僕がフィルムを始める時にアドバイスをもらって練習用として使い始めたFUJIFILM業務用100は、その後あまりにも気に入って常用フィルムとなったけど、その唯一安価だったフィルムもそれなりに高価なものになり、スキャニングまでラボに頼む僕のスタイルだと、36枚撮り撮るのに¥1500以上かかる感覚になる。リバーサルフィルムなら12枚撮るだけでもっとかかる。世の中いろんな趣味や嗜好品があって、それはたしかにもっと高価なものもあるんだけど、このフィルムというのも安くはないなあ、と感覚的には思う。いや、高いよね、やはりね。

じゃあ、そんな金食い虫みたいなフィルムなんてやめて、現代のデジカメで撮ればいいじゃん!ってことになるんだけど、いやデジカメももちろん楽しいんだけど、でもフィルムとフィルムカメラの世界は古いからと切り捨てられるモノじゃないんだよね。それは、昔に比べてこれだけ高価になったフィルムをあいかわらず使い続けているひとが決して少なくない数いることが証明している。そこに相当な価値を見出さないとちょっとやってられないお金のかかるモノになってきてるからね。

自家現像するにしてもそこには材料代はかかるし、廃液のメンテやそもそも現像に費やす時間を考えると、お金こそ浮かせてもかなりの労力をそそぐことになる。それでもやめられないのがフィルムなんだよね。こんなもの、世の中に他にあるかな、ちょっと思いつかないな。それくらい唯一無二の何かなんだよね。でもフィルムというのは本来、カメラビギナーこそ使ったほうがいい。何気ないシーンを撮ってもいわゆるフィルムの独特の風合いが雰囲気をつくってくれるのは事実だし、フィルムで撮ることはカメラの構造を知る有意義なことでもある。
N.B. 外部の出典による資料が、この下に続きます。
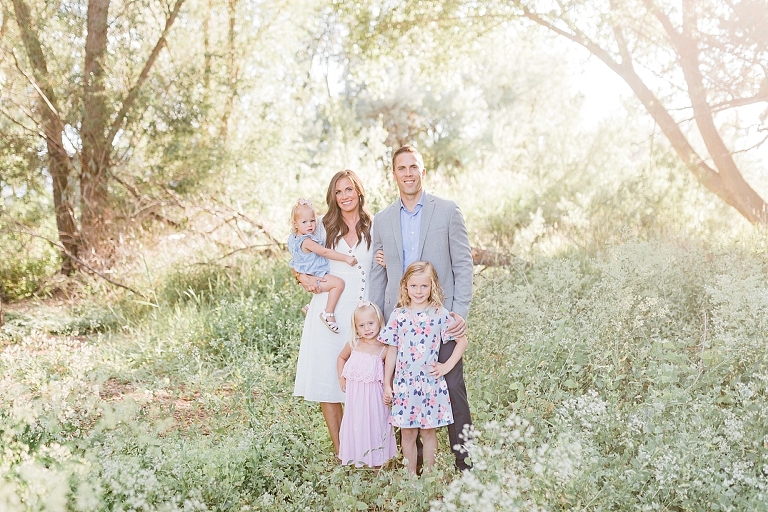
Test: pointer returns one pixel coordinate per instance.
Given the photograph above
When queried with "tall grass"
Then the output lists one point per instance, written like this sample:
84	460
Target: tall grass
632	380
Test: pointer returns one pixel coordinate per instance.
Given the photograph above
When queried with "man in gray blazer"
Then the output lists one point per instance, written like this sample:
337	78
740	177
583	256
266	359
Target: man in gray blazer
423	227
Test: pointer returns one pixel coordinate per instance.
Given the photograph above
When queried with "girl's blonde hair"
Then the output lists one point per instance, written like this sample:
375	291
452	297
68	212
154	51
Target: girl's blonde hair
436	296
301	204
362	305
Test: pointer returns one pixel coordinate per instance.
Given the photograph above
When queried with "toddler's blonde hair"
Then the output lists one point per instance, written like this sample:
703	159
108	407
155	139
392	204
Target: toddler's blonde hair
301	204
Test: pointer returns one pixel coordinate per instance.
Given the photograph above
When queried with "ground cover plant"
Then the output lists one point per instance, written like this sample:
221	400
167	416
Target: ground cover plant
635	379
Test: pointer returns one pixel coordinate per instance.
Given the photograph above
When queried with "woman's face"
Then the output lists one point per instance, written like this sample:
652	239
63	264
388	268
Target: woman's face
346	195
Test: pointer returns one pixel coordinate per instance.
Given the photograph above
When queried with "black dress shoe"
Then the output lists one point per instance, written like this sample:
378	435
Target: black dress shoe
462	465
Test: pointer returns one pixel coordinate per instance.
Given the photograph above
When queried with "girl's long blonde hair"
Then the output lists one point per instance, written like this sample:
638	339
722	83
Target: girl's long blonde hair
436	296
363	304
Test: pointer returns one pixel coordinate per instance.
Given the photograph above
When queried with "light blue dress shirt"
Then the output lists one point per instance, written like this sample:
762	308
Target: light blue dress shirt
410	226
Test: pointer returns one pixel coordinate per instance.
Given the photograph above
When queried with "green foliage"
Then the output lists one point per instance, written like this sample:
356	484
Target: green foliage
630	380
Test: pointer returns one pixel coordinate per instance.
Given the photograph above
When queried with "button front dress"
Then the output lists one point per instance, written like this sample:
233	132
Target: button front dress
316	378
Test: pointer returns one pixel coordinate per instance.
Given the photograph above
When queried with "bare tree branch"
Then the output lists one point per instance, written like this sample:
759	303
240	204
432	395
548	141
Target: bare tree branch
134	92
27	230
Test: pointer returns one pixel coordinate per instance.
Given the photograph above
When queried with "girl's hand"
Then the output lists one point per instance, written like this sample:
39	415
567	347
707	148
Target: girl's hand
458	328
387	399
440	369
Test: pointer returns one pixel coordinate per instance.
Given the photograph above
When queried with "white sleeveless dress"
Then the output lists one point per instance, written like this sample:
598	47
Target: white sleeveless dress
316	378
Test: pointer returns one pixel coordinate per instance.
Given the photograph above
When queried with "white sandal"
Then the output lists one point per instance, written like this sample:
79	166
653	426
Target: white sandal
330	324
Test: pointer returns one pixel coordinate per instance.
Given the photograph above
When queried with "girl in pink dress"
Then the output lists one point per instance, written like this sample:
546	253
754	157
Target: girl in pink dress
418	392
366	438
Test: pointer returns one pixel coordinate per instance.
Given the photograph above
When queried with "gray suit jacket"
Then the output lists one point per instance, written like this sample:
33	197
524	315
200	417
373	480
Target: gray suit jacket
443	242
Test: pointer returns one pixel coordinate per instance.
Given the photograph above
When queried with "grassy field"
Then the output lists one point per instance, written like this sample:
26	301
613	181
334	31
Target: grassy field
633	380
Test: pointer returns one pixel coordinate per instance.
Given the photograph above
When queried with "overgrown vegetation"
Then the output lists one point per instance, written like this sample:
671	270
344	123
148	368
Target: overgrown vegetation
635	379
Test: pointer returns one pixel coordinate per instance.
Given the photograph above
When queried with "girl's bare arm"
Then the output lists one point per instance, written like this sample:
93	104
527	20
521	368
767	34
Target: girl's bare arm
389	372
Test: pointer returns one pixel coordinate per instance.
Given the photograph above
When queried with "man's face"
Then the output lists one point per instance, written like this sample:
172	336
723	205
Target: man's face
408	173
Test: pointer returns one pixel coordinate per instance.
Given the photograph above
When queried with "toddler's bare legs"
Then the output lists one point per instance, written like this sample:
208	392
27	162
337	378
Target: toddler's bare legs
334	286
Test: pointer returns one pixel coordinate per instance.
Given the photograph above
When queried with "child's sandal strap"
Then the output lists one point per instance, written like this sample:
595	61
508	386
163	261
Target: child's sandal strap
331	324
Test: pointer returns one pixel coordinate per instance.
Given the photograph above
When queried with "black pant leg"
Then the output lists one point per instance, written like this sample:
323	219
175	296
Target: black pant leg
457	390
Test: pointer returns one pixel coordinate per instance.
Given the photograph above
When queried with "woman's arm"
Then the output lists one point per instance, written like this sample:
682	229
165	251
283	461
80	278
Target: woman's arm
312	246
340	362
440	369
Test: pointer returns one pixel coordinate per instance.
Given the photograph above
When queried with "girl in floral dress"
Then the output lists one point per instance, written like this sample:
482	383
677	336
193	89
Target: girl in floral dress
418	393
366	438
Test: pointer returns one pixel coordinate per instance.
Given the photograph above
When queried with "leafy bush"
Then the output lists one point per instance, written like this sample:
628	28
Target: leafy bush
632	380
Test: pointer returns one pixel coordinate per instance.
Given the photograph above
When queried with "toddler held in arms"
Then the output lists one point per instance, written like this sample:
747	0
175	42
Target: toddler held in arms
366	438
310	256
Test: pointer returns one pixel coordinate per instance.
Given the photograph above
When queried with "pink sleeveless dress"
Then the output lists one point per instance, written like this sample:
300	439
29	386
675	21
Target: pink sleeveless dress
366	438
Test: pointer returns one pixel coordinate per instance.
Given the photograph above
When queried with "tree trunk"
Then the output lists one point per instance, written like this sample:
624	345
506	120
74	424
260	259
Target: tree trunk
59	164
95	153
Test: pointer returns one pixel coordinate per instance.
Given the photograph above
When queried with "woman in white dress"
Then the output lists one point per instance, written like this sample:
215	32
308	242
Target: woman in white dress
347	227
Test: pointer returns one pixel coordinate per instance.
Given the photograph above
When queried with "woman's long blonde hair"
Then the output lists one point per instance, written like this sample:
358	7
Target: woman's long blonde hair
335	227
436	297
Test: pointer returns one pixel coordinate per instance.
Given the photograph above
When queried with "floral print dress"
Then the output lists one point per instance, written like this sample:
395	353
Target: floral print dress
418	399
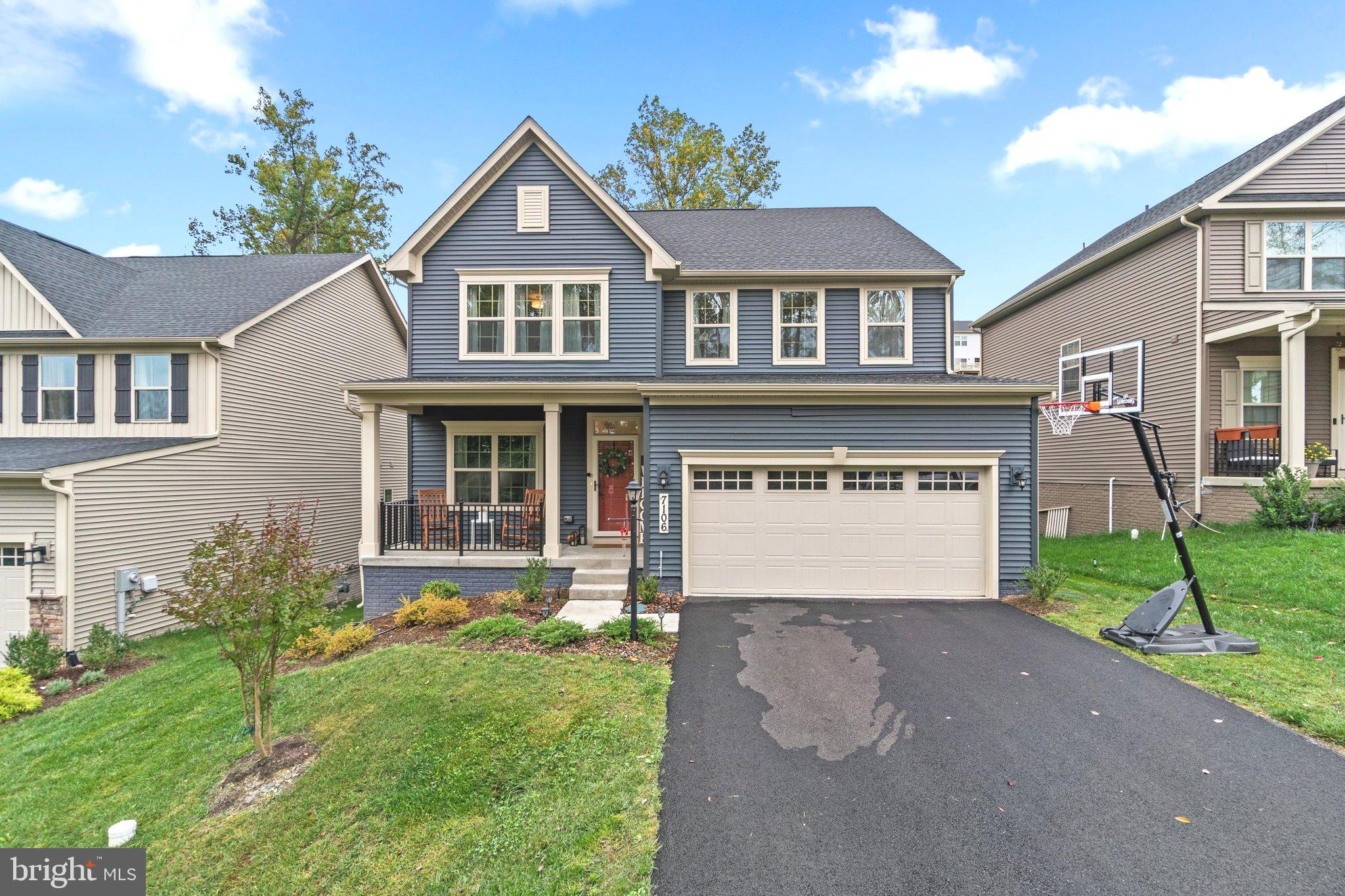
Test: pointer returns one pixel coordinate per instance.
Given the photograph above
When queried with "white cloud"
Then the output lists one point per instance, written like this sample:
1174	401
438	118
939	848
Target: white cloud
1196	114
917	66
211	140
133	249
45	198
195	53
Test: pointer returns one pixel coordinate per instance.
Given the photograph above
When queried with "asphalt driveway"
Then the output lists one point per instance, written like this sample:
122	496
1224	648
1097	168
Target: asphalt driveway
943	747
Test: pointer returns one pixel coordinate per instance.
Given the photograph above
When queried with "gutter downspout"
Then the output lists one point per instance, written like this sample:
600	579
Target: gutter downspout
1200	358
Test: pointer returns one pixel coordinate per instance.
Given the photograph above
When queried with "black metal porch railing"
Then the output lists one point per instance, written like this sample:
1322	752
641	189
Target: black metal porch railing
1246	457
413	526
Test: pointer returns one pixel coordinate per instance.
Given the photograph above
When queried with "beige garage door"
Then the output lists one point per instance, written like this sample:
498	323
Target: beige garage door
837	532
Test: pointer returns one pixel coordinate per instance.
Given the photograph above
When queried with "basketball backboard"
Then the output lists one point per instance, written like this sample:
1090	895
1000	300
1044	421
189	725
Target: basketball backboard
1110	379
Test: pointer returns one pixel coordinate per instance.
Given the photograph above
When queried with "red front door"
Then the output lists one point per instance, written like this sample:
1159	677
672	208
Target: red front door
612	508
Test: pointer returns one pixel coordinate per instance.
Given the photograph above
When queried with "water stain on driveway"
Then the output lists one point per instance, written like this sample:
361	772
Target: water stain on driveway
822	688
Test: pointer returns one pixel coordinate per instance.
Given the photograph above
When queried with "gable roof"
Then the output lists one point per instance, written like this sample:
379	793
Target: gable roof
1228	175
852	238
169	297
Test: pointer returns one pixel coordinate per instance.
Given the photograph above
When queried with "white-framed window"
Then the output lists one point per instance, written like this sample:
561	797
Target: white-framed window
1305	255
885	326
871	480
493	463
535	314
721	480
712	326
57	389
798	332
151	385
795	480
1071	373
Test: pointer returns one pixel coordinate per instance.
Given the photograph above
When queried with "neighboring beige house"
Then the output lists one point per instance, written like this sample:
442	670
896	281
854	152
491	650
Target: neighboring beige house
144	399
1237	284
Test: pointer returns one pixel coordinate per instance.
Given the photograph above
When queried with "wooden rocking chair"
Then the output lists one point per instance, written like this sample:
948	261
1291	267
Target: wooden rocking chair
439	521
522	527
もう、これから先、フィルムはひたすら値上がりしていくばかりだと思うけど、いい大人はともかく、若い人には安くフィルムを楽しめる世の中であってほしいなと思う。じゃんじゃん失敗写真を気にせずシャッターを押して、そのいい時の感覚をからだに叩き込める価格でね。どうしようもない妄想かもしれないけど、近ごろそんなことがいつも頭をよぎる。この話に結論はないけど、ずっと考えていくことになるテーマだと思う。